You will need to modify the original design and save it under a new name back to the card.

chebytrk
12-20-2013, 10:40 PM
Hey Jim, you can try this.... Leave the board in place, turn off CW, take out card (unless you have an extra card). Go back in designer to that project, create a square/rectangle around the area that you can best see what was already carved on your board. After making the rectangle make that square in to a carve region and & give it a zero depth carve (it's default setting is .250). Save the project (preferrably different name) & upload to card. Run the project & it'll go thru regular initial set up. When it starts to carve the carving bit will never touch the board & should only"air carve". After a minute it should then pause & move to the area where it CAN & WILL carve on the wood (end/edge of the zero carve region you created). If you made the zero carve region square stop at the place where you lost the carving .. It should take up where you left off. I usually back the zero region square just a "tad" in to the already carved area. This way it'll just recarve that little bit. If it's off a little you may just have to sand/touch up a little. Hope this helps...

chebytrk
12-20-2013, 10:48 PM
Oh... & I have a good buddy that lives up there in Wasilla. Plays drums for a band called Fat Chance.

dlambers
03-07-2014, 01:36 PM
I don't know of any way to pick up exactly where you lost the carving, but here is what I have done to make sure this doesn't happen to me. I live in Florida, the lightning capital of the nation. I run my machine off of a very heavy duty ups system, like you see for computers.
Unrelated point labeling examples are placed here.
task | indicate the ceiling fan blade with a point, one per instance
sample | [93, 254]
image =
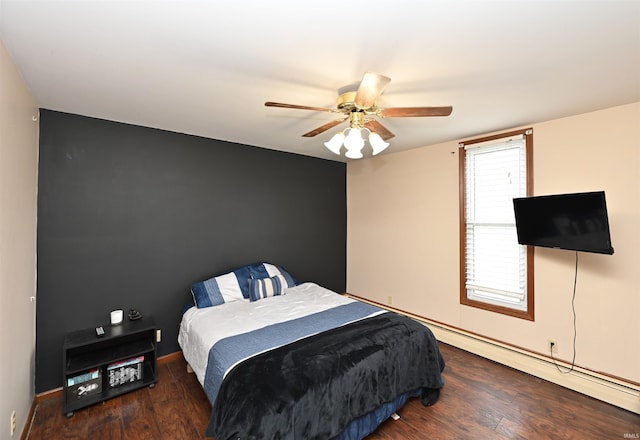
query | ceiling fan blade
[324, 128]
[299, 107]
[377, 127]
[371, 86]
[406, 112]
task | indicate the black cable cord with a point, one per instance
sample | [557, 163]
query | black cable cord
[575, 332]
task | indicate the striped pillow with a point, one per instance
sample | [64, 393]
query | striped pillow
[235, 285]
[260, 288]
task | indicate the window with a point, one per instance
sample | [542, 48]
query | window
[496, 273]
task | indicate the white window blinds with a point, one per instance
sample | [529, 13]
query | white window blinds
[496, 265]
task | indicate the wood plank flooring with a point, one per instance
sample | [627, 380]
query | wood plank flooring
[481, 400]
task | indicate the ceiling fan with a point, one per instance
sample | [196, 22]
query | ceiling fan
[358, 106]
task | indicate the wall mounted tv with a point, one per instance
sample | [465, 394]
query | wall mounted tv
[576, 222]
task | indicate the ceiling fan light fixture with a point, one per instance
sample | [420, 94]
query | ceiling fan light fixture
[354, 144]
[377, 143]
[335, 143]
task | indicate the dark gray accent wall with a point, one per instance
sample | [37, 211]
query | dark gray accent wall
[130, 216]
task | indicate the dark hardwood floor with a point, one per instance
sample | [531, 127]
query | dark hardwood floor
[481, 400]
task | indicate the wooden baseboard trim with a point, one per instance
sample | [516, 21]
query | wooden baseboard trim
[611, 389]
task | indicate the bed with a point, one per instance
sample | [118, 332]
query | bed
[283, 360]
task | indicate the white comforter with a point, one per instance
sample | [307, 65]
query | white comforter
[200, 329]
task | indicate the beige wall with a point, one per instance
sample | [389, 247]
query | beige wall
[18, 201]
[402, 240]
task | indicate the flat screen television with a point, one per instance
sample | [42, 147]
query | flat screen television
[576, 222]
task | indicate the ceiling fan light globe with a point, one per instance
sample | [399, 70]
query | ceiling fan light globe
[354, 140]
[354, 144]
[354, 154]
[377, 143]
[335, 143]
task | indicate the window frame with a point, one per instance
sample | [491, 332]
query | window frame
[529, 314]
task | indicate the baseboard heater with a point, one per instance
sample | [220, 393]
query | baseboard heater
[609, 389]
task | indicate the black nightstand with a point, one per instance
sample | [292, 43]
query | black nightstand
[95, 368]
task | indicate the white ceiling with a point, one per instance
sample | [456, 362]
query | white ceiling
[207, 67]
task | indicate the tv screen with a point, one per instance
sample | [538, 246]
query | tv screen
[576, 222]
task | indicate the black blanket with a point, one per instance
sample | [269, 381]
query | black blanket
[313, 388]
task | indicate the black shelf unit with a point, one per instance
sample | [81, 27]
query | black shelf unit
[86, 354]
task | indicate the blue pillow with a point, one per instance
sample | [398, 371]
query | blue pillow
[234, 286]
[260, 288]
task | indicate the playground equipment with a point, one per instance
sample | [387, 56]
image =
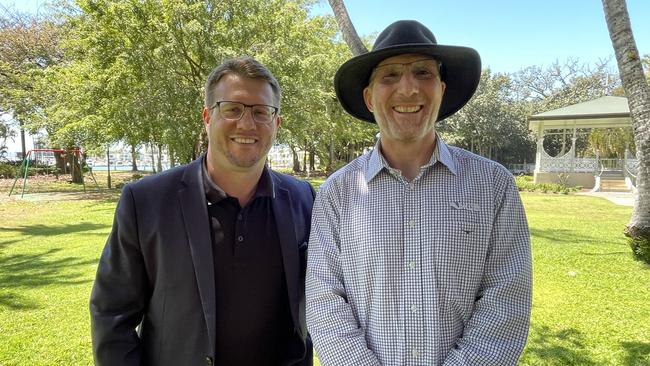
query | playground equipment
[24, 167]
It eliminates any short duration bumps or blinks. if its an extended outage hitting the stop button and leaving just the electronics running the box will provide power for several hours. Its saved me a lot of grief on several occasions. The one I use is from TrippLite, model OMNI1500lcdt. It maxes out at 1500 volt amps, which is 900 watts, more than enough to power you machine.

FWMiller
03-07-2014, 02:06 PM
Recovering a carve mid way also requires a bit of luck as well. If mine measures the board exactly the same or close enough the second time around I go buy a lotto ticket.

Digitalwoodshop
03-07-2014, 06:32 PM
A UPS Power Supply would be the answer to the power bumps.... and if you bought a wall wort transformer and a matching low voltage relay that you could wire into the left cover switch. Plug that into house power... So when the power bumps, the relay hops and opens the cover circuit and stops the cut motor... The UPS keeps the CW computer on without the cut motor and will save your project....

AL

FWMiller
03-07-2014, 07:51 PM
If you open only the cut motor switch does the controller know to lift the bit and stop x and y motion? At a time when I had a failed controller switch bypassed, when I lifted the cover the cut motor stopped but the controller did not appear to acknowledge this and kept moving x and y breaking the bit. Would you need to have relays on both switches?

bergerud
03-07-2014, 08:03 PM
Al means the left switch. It is like pressing stop. The computer will turn off the motor.

unitedcases
03-09-2014, 10:31 PM
I don't know of any way to pick up exactly where you lost the carving, but here is what I have done to make sure this doesn't happen to me. I live in Florida, the lightning capital of the nation. I run my machine off of a very heavy duty ups system, like you see for computers. It eliminates any short duration bumps or blinks. if its an extended outage hitting the stop button and leaving just the electronics running the box will provide power for several hours. Its saved me a lot of grief on several occasions. The one I use is from TrippLite, model OMNI1500lcdt. It maxes out at 1500 volt amps, which is 900 watts, more than enough to power you machine.

So this will actually power the machine? Or long enough to run to it and stop the cut motor til the lights come back on?